The overwhelming amount of such transactions are legitimate and business-critical ones and are to be processed efficiently. However, some of those are not legitimate or “normal”. Those anomalous ones signify either fraud attempts, exceptions and errors, or radical changes of behavior. All those are of business interest and may necessitate action. Given the huge amount of data (usually contained in logs), an automatic anomaly detection turns out to be a critical business capability. While such systems are not uncommon, their performance is often sub-par. In general, there are four approaches which may be of different utility, given the specific data and use case:

  • Rule-based
  • Supervised Learning
  • Unsupervised Learning
  • Ensemble Models


Rule-based approaches are probably the oldest and time-proof ones. They consist of defining certain rules and label actions that do not match them as anomalous and potentially worth checking. For example, if a credit card transaction is more than ten times larger than the average for this customer, a notification is given. Rules vary from the traditional statistical ones (e.g. flag all transactions larger than 3 standard deviations from the mean as suspect) to business rules (block credit card after three wrong PINs are entered consecutively). This group of rules is most flexible and allow the human experts to apply their subject matter expertise, but is also most difficult and time-consuming to implement well as it includes the painstaking definition of every single rule for anomaly possible. Needless to say, if experts make an omission, undetected anomalies will happen and nobody will suspect it.

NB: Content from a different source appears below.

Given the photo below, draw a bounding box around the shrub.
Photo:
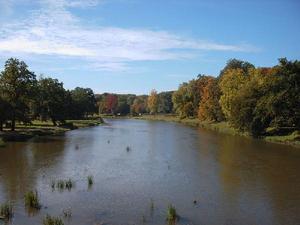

Supervised Learning approaches tend to use machine learning for detecting anomalous and potentially fraudulent behavior. Essentially a database with labeled transactions (normal/fraud) is utilized and an appropriate algorithm (such as neural networks, k Nearest Neighbors or Support Vector Machine) is used to create a statistical model distinguishing between normal and fraud. As new transactions come in, the model classifies them. If this transactions is suspect, then a notification is thrown. This class of models seem to work reasonably well but come with two major drawbacks. First, the data with labels is often unavailable. Even when it is available, its accuracy is not guaranteed: some undetected fraud is labeled as legitimate action. Second, some of these algorithms are computationally very intensive, especially during the time of model training and those resources need to be provisioned for.

Unsupervised Learning approaches also take advantage of recent advances in machine learning and leverage large amounts of data. However, they do not need labels for each transaction. They assume that the fraudulent events are a tiny percentage of all and try to create a model of normal behavior. As new events come in, they are compared against “normal” behavior and if the difference is large enough, then they are labeled as anomalous. Standard models here range from the simple k-Means clustering to more involved Principal Component Analysis, One-class Support Vector Machines or time-series methods such as ARIMA. The key advantage of these approaches is that they can mine a huge amount of data with no previous knowledge of what events are frauds and can act independent of human judgment. In addition to that they are generally more light-weight during model building but may be more computationally expensive during testing.

Ensemble (hybrid) models try to take the best of all worlds. They combine different algorithms to achieve greater accuracy of anomaly detection. It has long been established in the statistics and machine-learning communities that the combination of different algorithms tends to produce superior results. It is no surprise then that state-of-the-art fraud detection hinges on an ensemble of different approaches. For example, we at LogSentinel combine unsupervised learning with rule-based fraud detection to merge the power of machine learning with the versatility of domain expertise. The key intuition behind using ensemble models is that each algorithm captures best few of the key features of data. Combining a number of different algorithms thus gives a more comprehensive view of the data at hand. The main advantage of ensemble models is their improved accuracy but this comes at an increased computation cost and less intuitive interpretation.


New trends in operations and risk management place greater and greater reliance on data-driven decision-making. The capability to automatically review all activity in your organization and flag those instances that merit attention is crucial. This is especially true in the case of fraud or exception detection which have a bearing on the firm’s bottom line. The trend is also reflected in recent regulation as the Second Payment Services Directive (PSD2) and its associated guidelines which explicitly ask for payment operators to have a couple of simultaneously operating fraud detection systems. Even without regulation, businesses are well advised to vigilantly keep track of anomalous behavior and take corrective action if they truly mean to achieve operational excellence.